Excerpt from “Letters to a Woman Painter”
by Max Beckmann
It is necessary for you, you who now draw near to the motley and tempting realm of art, it is very necessary that you also comprehend how close to danger you are. If you devote yourself to the ascetic life, if you renounce all worldly pleasures, all human things, you may, I suppose, attain a certain concentration; but for the same reason you may also dry up. Now, on the other hand, if you plunge headlong into the arms of passion, you may just as easily burn yourself up! Art, love, and passion are very closely related because everything revolves more or less around knowledge and the enjoyment of beauty in one form or another. And intoxication is beautiful, is it not, my friend?
Have you not sometimes been with me in the deep hollow of the champagne glass where red lobsters crawl around and black waiters serve red rumbas which make the blood course through your veins as if to a wild dance? Where white dresses and black silk stockings nestle themselves close to the forms of young gods amidst orchid blossoms and the clatter of tambourines? Have you never thought that in the hellish heat of intoxication amongst princes, harlots, and gangsters there is the glamour of life? Or have not the wide seas on hot nights let you dream that we were glowing sparks on flying fish far above the sea and the stars? Splendid was your mask of black fire in which your long hair was burning – and you believed, at last, at last, that you held the young god in your arms who would deliver you from poverty and ardent desire!

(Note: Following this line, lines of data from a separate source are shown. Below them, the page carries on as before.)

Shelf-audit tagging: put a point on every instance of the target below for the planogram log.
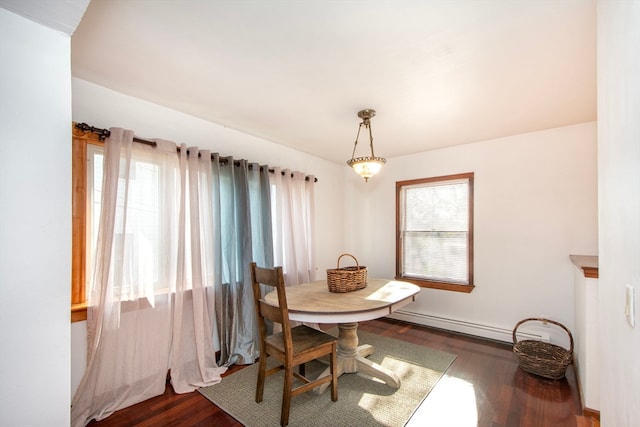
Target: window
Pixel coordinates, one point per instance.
(86, 148)
(434, 232)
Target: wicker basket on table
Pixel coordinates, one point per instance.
(347, 279)
(542, 358)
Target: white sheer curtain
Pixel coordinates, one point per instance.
(294, 225)
(150, 297)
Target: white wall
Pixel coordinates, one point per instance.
(535, 202)
(619, 207)
(35, 223)
(105, 108)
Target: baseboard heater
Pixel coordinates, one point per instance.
(470, 328)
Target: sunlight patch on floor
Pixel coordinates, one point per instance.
(452, 403)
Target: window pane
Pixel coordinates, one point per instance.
(440, 256)
(437, 207)
(435, 230)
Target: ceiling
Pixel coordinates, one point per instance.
(439, 73)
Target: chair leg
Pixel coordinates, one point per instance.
(334, 374)
(286, 395)
(262, 367)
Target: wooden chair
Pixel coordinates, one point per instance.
(292, 347)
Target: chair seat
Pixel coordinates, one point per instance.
(304, 339)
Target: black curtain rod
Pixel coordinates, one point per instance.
(105, 133)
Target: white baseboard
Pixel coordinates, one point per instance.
(465, 327)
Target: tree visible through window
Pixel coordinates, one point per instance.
(434, 236)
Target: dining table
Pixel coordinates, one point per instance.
(313, 303)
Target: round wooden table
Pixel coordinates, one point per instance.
(312, 302)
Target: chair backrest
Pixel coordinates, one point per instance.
(273, 278)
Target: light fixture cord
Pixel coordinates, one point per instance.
(365, 123)
(368, 125)
(356, 143)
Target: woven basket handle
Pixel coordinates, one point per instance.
(354, 258)
(540, 319)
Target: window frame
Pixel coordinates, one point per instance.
(79, 179)
(429, 283)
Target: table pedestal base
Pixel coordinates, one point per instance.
(352, 358)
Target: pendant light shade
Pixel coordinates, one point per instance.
(366, 166)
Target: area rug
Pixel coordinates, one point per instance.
(362, 401)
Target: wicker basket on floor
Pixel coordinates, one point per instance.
(543, 358)
(347, 279)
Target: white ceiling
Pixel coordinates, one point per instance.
(438, 72)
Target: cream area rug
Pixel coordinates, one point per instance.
(362, 401)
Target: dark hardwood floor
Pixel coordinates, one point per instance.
(502, 394)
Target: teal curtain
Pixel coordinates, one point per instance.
(242, 234)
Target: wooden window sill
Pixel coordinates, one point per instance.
(78, 312)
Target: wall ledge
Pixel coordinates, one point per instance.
(587, 263)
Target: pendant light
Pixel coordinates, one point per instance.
(366, 166)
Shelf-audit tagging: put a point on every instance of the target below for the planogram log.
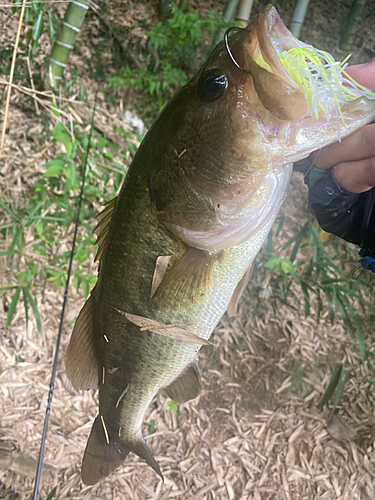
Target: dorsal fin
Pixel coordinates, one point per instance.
(102, 228)
(82, 366)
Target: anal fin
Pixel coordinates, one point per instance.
(102, 228)
(187, 386)
(104, 454)
(81, 363)
(101, 457)
(240, 288)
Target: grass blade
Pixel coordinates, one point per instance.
(13, 305)
(34, 307)
(340, 388)
(331, 386)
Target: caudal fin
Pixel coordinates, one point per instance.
(103, 455)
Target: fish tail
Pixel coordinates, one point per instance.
(103, 455)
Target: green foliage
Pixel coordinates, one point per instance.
(151, 426)
(338, 380)
(326, 274)
(175, 50)
(49, 213)
(172, 406)
(37, 15)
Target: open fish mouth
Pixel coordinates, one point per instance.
(320, 85)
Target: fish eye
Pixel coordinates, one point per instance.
(212, 84)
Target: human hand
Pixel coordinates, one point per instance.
(353, 157)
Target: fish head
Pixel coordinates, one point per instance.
(262, 101)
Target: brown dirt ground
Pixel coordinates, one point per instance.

Then came the other thing – the cold fire, the glory. Never again, you said, never again shall my will be a slave to another. Now I want to be alone, alone with myself and my will to power and to glory…And uneasy you walk alone through your palace of ice. Because you still do not want to give up the world of delusion, that little “point” still burns within you – the other one! And for that reason you are an artist, my poor child! And on you go, walking in dreams like myself…You dream of my own self in you, you mirror of my soul…
Max Beckmann (1884 – 1950) was a German painter, sculptor, printmaker, and writer. Although often described as an Expressionist, Beckmann disagreed with Expressionist aims, finding their tendency to abstraction frustrating. Hundreds of his works were confiscated by Hitler in 1937, and several were featured in the Degenerate Art exhibition produced by the Nazis in an attempt to denigrate Modern art. Driven into exile, Beckmann eventually found himself in the U.S. The above passage is excerpted from a speech he gave at Stephens College in 1948 explaining his approach to art.